Early in April there was a persistent low with associated convective activity northwest of Cocos Island. This low slowly moved southwest and deepened, attaining cyclone intensity on 7 April. The storm continued deepening and reached peak intensity three days later when a clear eye could be seen on satellite imagery. At that time the central pressure was estimated at 940 hPa with maximum winds of about 180 km/h.
During 10 and 11 April, Olga moved steadily south-southwest. This movement was probably influenced by a very intense low that was operating in the Amsterdam-Kerguelen Island area near longitude 80°E.

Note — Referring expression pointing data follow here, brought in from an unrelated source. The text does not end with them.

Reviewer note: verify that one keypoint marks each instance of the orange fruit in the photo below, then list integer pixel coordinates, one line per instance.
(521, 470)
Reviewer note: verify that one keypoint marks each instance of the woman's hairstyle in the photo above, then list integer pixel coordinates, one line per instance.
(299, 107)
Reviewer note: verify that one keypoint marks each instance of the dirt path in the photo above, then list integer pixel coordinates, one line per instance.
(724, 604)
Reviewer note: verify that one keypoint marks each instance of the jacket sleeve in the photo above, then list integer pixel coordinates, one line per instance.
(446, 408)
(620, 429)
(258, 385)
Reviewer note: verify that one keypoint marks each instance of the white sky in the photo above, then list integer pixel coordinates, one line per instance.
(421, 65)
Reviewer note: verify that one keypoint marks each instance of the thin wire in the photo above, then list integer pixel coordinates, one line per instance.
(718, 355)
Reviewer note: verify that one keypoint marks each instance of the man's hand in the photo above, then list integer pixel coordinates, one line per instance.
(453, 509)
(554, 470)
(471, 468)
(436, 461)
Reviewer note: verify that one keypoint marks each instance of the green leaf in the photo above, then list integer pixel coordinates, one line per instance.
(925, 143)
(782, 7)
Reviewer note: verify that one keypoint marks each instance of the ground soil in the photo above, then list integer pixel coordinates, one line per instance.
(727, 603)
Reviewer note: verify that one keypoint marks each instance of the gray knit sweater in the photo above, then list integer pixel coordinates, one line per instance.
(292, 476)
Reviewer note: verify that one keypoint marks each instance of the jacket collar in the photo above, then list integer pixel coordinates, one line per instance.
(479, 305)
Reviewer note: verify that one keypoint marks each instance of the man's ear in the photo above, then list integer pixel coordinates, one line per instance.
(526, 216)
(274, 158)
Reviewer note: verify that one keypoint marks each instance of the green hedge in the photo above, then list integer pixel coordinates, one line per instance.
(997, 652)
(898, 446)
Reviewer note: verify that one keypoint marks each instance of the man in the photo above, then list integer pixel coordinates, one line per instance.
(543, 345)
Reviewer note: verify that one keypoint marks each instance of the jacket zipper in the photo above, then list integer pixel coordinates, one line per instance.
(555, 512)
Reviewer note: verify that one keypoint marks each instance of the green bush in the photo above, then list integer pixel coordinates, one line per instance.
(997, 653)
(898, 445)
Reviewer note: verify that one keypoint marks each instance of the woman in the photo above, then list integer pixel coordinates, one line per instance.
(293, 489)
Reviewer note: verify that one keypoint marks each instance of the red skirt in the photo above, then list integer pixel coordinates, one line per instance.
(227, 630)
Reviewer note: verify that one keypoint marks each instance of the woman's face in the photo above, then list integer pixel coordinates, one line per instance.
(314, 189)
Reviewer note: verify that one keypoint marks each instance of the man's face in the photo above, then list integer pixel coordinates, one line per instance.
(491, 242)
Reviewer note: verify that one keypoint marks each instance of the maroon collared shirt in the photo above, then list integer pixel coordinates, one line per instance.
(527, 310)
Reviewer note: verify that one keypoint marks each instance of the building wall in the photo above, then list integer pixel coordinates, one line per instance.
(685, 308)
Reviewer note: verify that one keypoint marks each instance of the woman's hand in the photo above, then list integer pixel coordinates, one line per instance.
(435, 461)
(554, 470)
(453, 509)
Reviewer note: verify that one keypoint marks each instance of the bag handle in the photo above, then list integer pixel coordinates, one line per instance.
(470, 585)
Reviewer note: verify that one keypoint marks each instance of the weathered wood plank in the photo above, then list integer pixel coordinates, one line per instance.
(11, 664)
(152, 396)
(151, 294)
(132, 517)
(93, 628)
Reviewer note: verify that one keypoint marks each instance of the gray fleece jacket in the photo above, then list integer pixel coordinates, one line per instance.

The influence of this low continued as it moved eastwards. On the 13th Olga accelerated to the east-southeast as it came under the influence of strong northwesterly winds ahead of the southern depression. Most of the cloud sheared from the storm's centre and it had become extra-tropical by 14 April. The system finally dissipated on the 18th after moving erratically off the Western Australian coast.
The highest reported wind was north-northwest at 70 km/h at 1800 UTC on the 12th by a ship 220 km northeast of the centre. The closest land station to the cyclone was Cocos Island which recorded easterly winds up to 56 km/h during 7 April, and a pressure of 1004 hPa when Olga was located about 620 km northwest of the island. No damage or loss of life was reported.